Half a million people receive green cards each year through the adjustment-of-status process the agency is now restricting, according to Doug Rand, a former senior USCIS official under the Biden administration. The policy reframes that route as an extraordinary exception rather than a default path for students, temporary workers, tourists and the foreign spouses of U.S. citizens.
What the memo does
The memo instructs USCIS officers to treat adjustment of status as an act of "administrative grace" and to count an applicant's decision to seek it, rather than the consular process overseas, as an "adverse factor" in the application. Officers retain discretion to grant the in-country option only in "extraordinary circumstances," a term the agency did not define in writing.
"From now on, an alien who is in the U.S. temporarily and wants a Green Card must return to their home country to apply, except in extraordinary circumstances," USCIS spokesman Zach Kahler said in a statement. Kahler said the policy would also reduce the "need to find and remove those who decide to slip into the shadows and remain in the U.S. illegally after being denied residency."

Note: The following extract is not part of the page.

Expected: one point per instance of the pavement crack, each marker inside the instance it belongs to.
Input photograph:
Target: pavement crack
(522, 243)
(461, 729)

In a separate statement later Friday, Kahler said applicants who provide an "economic benefit" or serve the "national interest" would still be allowed to complete their cases inside the country. The memo also signaled that holders of "dual intent" visas, including H-1B high-skilled workers, refugees and asylees, would remain eligible to adjust status without leaving.
Who is exposed
The rule lands on top of two existing barriers. Citizens of 39 countries, most of them in Africa and Asia, face outright bans or restrictions under the travel ban President Trump signed on national security grounds, CBS News reported. A separate administration policy has paused immigrant visas for people in 75 countries on the ground that they could become economic burdens. Visa-overstayers who depart trigger a 10-year reentry bar in most cases.
Michael Valverde, a senior USCIS official under Republican and Democratic administrations until his departure last year, told CBS News the change would "disrupt the plans of hundreds of thousands of families and employers annually."
"This is a largely unprecedented move that will limit lawful immigration to the U.S. greatly," Valverde said. "People who followed the rules faithfully now face tremendous uncertainty."
The agency did not respond to PBS NewsHour's emailed questions about scope or pending caseloads.
What aid groups say
World Relief, a refugee resettlement organization, warned the interaction with the travel-ban and visa-pause lists could trap families overseas. "If families are told that the non-citizen family member must return to his or her country of origin to process their immigrant visa, but immigrant visas are not being processed there, it's a Catch-22," the group wrote. "These policies will effectively create an indefinite separation of families."
Rand framed the marriage-based impact in similar terms. "The primary impact of this appears to be to make it difficult or impossible for very large numbers of U.S. citizens to get on with their lives with the people they've chosen to marry who came here legally," he said.
The administration's case
USCIS argued the change restores congressional design. "Nonimmigrants, like students, temporary workers, or people on tourist visas, come to the U.S. for a short time and for a specific purpose. Our system is designed for them to leave when their visit is over. Their visit should not function as the first step in the Green Card process," the agency said in a statement. The memo cited federal law as suggesting most green card applications should be completed abroad, and Kahler said the policy "allows our immigration system to function as the law intended instead of incentivizing loopholes."
USCIS did not say when the memo takes effect or whether pending cases would be grandfathered.